A new series

Kalam on Kota.

Kalam on Kota.

Two crafts. One saree.

Kalamkari is older than most things you own. The word means pen-work — kalam is the bamboo pen, kari is what is done with it. For centuries it was how illuminated manuscripts of the Ramayana and the Mahabharata moved between temples and patrons, painted on cloth instead of paper. Andhra Pradesh keeps the practice alive in two centres: Srikalahasti, where the pen still does most of the work, and Machilipatnam, where carved wooden blocks took over much of it. The dyes are still made from what they always were — myrobalan, alum, iron, indigo, madder root — and the cloth is still treated with buffalo milk before the first stroke, so the colours hold for decades.

Kota Doria is younger and lighter. A sheer, square-checked silk-cotton woven in Kota, Rajasthan. The check is called khat, and it appears because cotton threads and silk threads of different counts alternate across the warp. Held to a window, a real Kota is almost not there. In a hot Indian summer it is the closest thing to wearing the breeze.

We had not seen these two married well. The painted Kalamkaris we admire most are typically on cotton mulmul — a substrate that holds the dyes confidently but reads heavy on the body. The Kotas we admire most are usually plain, or carry a small woven motif, because the weave is too delicate for heavy embellishment. Painting on Kota means asking a craft that wants weight to behave on a cloth that has none.

This series is the result of asking anyway.

The pieces in this series are painted by hand. Each saree begins as a length of Kota Doria woven on the loom, then travels to a painter's studio in Andhra. The painter works through the design over several days. The outline goes first — drawn in iron-acetate, a black so stable that 400-year-old temple cloths still hold the line. Then the motifs fill colour by colour: a peacock here, a vine running the length of the pallu, a kalka, a mango, sometimes a parrot or a lotus. The colours are all from what the land gives — myrobalan for the yellow base, alum where red is meant to hold, indigo for blue, madder root for the warmer reds. After every colour, the cloth is washed and dried in the sun. Between strokes nothing is hurried; between colours nothing is forced. A single Kota in this series takes several weeks of someone's careful hours.

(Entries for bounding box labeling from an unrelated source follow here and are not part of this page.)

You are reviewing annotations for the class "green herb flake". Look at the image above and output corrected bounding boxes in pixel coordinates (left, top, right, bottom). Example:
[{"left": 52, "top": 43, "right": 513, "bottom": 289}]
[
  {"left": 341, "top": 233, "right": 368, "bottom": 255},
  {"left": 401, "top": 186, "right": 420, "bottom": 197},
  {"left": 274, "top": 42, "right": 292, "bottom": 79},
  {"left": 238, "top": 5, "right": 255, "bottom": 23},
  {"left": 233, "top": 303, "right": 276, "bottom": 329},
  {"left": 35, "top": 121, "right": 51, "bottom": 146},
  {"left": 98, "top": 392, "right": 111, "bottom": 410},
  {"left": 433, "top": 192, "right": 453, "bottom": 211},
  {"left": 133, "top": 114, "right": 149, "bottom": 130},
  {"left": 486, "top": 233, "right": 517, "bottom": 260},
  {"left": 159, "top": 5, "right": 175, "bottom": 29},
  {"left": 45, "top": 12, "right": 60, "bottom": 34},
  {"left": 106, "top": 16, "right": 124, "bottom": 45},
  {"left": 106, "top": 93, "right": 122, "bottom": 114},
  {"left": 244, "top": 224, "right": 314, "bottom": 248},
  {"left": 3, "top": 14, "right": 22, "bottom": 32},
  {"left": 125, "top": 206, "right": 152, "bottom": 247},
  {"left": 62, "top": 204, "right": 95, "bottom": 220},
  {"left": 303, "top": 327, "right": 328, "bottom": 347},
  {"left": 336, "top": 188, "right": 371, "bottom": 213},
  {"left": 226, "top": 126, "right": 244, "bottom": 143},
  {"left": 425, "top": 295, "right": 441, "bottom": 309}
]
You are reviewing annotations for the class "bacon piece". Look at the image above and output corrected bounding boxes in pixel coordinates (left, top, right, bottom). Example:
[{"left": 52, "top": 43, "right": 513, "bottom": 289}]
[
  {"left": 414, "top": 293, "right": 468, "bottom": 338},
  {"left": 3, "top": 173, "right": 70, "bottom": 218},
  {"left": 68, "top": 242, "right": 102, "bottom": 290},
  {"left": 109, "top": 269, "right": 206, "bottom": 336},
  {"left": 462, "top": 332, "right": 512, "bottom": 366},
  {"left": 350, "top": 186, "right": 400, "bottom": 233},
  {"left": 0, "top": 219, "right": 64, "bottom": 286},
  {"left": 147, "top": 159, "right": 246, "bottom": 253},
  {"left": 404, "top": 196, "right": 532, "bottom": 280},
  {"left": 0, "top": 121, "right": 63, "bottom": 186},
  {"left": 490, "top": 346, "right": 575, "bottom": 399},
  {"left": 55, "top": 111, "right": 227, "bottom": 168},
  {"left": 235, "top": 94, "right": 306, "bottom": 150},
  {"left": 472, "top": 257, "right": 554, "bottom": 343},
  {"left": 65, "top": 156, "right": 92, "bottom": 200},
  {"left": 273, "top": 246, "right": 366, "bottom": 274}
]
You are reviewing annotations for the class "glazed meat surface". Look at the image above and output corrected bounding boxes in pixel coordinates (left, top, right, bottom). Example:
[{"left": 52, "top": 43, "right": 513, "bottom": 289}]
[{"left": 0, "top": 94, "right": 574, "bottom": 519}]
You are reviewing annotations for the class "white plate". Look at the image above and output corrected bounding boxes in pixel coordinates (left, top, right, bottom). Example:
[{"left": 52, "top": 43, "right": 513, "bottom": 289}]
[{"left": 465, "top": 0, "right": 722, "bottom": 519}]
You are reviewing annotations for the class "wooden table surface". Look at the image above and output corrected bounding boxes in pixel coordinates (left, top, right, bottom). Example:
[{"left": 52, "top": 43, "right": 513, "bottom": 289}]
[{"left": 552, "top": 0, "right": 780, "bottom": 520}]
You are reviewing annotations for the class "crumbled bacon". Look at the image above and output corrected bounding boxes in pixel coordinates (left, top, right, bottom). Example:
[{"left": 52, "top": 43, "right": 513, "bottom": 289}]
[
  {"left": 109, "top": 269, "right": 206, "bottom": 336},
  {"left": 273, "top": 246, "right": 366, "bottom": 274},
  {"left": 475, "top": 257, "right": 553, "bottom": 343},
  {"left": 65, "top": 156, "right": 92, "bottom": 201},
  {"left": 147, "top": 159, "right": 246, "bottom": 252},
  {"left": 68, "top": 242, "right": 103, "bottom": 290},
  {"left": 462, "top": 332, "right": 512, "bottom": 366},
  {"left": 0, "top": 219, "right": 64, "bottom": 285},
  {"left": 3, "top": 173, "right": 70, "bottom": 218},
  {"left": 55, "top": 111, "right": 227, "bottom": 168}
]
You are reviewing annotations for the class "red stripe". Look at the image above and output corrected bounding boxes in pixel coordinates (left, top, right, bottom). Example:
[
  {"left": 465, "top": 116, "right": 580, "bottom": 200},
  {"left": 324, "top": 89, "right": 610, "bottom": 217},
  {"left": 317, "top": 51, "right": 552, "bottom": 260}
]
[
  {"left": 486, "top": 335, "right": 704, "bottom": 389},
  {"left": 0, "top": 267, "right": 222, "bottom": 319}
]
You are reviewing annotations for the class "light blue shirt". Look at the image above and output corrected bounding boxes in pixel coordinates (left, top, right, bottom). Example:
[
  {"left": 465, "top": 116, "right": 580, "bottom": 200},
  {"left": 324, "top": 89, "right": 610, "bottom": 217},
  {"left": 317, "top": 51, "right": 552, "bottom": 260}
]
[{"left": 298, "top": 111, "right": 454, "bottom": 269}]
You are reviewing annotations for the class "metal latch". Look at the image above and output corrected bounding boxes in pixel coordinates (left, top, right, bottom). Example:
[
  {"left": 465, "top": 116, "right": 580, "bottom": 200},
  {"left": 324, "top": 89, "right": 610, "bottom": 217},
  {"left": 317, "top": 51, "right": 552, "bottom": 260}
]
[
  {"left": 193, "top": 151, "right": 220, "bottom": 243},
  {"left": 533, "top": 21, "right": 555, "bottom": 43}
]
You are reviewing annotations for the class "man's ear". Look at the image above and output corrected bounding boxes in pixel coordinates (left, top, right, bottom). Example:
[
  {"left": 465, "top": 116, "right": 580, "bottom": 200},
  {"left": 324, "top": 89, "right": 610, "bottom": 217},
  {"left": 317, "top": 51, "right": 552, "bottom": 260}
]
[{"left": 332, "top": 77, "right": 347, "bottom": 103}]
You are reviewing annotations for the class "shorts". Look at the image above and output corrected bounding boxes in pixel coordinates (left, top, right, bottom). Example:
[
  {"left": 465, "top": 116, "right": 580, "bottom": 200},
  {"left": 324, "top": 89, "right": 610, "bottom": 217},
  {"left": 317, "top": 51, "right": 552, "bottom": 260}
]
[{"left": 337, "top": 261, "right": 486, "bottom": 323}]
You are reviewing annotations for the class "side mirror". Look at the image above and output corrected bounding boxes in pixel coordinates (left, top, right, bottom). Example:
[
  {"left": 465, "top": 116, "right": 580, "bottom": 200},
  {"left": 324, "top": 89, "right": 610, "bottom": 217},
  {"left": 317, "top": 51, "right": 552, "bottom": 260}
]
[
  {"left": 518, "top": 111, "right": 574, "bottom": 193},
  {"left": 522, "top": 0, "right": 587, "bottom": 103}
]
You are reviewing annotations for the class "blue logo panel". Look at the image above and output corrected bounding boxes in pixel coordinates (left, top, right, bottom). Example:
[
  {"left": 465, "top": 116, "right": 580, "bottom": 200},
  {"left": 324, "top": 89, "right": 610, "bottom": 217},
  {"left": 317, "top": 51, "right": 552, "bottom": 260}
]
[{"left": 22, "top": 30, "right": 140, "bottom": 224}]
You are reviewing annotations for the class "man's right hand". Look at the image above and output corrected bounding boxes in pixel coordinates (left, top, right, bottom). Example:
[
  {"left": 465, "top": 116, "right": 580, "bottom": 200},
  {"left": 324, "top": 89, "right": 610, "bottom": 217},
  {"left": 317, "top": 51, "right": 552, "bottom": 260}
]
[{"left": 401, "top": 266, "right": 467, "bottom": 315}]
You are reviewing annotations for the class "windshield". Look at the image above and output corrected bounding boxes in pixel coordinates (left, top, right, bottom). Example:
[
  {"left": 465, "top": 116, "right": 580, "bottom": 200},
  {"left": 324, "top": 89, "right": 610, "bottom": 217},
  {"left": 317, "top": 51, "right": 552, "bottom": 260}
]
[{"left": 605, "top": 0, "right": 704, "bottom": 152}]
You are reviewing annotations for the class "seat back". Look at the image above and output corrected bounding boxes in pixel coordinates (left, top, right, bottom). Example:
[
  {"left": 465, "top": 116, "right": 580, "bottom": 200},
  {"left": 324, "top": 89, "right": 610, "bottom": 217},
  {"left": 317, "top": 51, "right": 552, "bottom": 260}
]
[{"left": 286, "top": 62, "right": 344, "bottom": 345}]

Who this is for. Festival mornings. Summer weddings where the bride wants you in red but the heat does not. The cocktail you have to drive an hour to. Any occasion where a heavy silk would be a tax on the day and a synthetic would be a tax on the photographs. A Kota painted in kalamkari sits between weight and weightlessness — it has the gravity of a heritage piece and the air of summer cotton.

The series is small on purpose. Each piece takes weeks: weave the Kota, prepare the cloth, draw the outlines in iron-acetate black, fix the alum where colour will hold, dye one colour at a time with the rest masked. We do not have a deadline for the next drop. When the painter is ready, the next Kota goes.